The Epaulette shark (Hemiscyllium ocellatum) is also known as the Walking shark. They owe this name to the fact that they use their fins to walk over coral reefs. Though capable of freely swimming they seem to show a preference for walking across the bottom using paired fins as limbs. Epaulette sharks belong to the species of long-tailed carpet sharks and can be found off the coast of Australia and Papua, Indonesia. Epaulette sharks are largely nocturnal and are most active at low water when they can crawl between isolated tidal pools. These sharks also display a strong resistance to low oxygen (Hypoxic) conditions that occur when tidal pools are isolated from the ocean. In these conditions, blood flow and ventilation rates drop sharply, combined with suppressing non-essential activity and reducing metabolism in certain areas of the brain. Epaulette sharks can survive for over three hours in conditions with less than 5% oxygen without loss of behavioral responsiveness. In laboratory testing these sharks have survived for an hour without oxygen at 30oC, this temperature is far above that at which most hypoxic tolerant organisms are capable.
Anatomy and appearance
Epaulette sharks are usually less than 1m in length, with a slim body and a short head and broad paired fins. The common name for this shark is derived from the large black spot observed on the body behind each pectoral fin, similar to military epaulettes. Adults are light brown on top with indistinct lines and scattered dark spots, while juveniles have alternating light and dark bands which fade with age. Their colouring provides camouflage from predators while the large black spot is hypothesized to act as an eye spot.
Epaulette sharks are found across a range from the southern coast of New Guinea down the east and west coasts of Australia, as far south as Sydney.

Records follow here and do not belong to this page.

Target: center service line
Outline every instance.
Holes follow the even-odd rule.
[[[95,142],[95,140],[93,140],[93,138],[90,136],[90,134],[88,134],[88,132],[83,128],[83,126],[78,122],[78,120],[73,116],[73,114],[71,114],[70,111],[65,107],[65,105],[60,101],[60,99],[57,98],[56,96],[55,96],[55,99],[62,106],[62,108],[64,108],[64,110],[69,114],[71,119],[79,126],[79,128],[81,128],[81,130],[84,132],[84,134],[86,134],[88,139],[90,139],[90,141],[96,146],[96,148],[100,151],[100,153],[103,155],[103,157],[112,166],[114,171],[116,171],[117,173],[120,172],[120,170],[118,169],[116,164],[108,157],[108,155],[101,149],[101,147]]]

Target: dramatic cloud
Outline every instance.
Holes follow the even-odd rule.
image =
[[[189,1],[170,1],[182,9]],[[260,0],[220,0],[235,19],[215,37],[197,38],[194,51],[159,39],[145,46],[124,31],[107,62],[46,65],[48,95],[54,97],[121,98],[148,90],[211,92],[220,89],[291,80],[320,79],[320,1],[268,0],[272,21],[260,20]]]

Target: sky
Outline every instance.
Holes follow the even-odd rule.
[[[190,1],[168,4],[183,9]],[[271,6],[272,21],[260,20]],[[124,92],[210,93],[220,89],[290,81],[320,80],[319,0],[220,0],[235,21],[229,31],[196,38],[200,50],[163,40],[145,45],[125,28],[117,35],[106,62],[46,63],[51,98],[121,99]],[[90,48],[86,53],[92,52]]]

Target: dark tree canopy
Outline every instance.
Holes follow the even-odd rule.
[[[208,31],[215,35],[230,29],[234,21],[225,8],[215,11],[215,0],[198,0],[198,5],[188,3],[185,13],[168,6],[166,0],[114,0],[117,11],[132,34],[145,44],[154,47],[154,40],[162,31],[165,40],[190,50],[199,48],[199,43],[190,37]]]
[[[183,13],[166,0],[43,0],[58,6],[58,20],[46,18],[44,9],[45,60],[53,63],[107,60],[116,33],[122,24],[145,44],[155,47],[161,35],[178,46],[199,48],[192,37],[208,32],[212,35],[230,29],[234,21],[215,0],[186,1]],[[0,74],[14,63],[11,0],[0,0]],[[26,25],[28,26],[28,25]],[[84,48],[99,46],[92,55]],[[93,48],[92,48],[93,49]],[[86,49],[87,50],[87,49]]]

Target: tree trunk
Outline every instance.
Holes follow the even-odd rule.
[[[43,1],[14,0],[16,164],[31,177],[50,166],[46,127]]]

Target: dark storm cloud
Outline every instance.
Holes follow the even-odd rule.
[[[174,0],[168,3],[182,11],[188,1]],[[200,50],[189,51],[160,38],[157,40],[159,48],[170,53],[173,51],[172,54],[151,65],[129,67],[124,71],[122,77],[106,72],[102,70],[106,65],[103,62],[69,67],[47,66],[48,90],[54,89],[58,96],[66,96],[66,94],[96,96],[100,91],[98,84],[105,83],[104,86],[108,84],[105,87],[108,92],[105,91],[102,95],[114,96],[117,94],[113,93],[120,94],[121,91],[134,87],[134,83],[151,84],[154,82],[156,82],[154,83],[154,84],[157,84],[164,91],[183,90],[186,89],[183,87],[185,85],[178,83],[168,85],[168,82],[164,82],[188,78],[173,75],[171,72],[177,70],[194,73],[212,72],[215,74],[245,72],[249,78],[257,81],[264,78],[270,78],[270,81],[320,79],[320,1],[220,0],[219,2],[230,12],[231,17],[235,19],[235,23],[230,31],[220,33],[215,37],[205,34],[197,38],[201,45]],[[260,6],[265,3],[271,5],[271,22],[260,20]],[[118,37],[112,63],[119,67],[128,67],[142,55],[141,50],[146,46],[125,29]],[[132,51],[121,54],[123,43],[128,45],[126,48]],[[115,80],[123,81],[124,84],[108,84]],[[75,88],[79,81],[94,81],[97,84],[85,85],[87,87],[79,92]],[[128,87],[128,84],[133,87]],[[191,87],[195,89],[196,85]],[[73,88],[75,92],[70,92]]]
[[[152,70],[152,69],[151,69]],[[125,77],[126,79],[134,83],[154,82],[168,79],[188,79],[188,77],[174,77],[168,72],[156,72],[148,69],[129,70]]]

A particularly large population has been observed in the Capricorn Bunker group of the Great Barrier Reef. These sharks are found in shallow water habitat to a maximum depth of 50m. They are regularly observed in tidal pools, coral flats and amongst small coral outcrops.
Epaulette sharks feed mainly by opportunistic predation on benthic crustaceans, worms and small fish. Though feeding occurs most actively at dawn and dusk, it may occur at any time. Olfactory and electro-receptive senses help locate hidden prey which can be swallowed while sand or other detritus is expelled from gill slits. Hard shelled prey such as crabs are crushed between small triangular teeth.
Mating in the wild between Epaulette sharks occurs from July to December with females initiating copulation. The females deposit eggs from August to December with each female producing 20 to 50 eggs a year, two at a time every 14 days. Each egg case measures 10cm by 4 cm with the young emerging after 120-130 days at 14-16cm in length. Males and females mature at an age of around 7 years at 54 to 64 cm.
The IUCN has assessed the species as “Least Concern”, however in waters off Papua New Guinea habitat destruction, over-fishing and damaging fishing practices have pushed the species to a “Near Threatened” state. In Australia the habitat of this species is largely protected in Marine Protected Areas and across the rest of the species distribution the species is of little to no commercial interest. Small scale collection for the aquarium trade does occur though this is of little impact. These sharks readily acclimatize to captivity and have been observed to breed in local aquaria.
Relationship to humans
Interactions between humans and these sharks have demonstrated a lack of fear by Epaulette sharks with small bites possible if too closely handled, however the species should be regarded as harmless.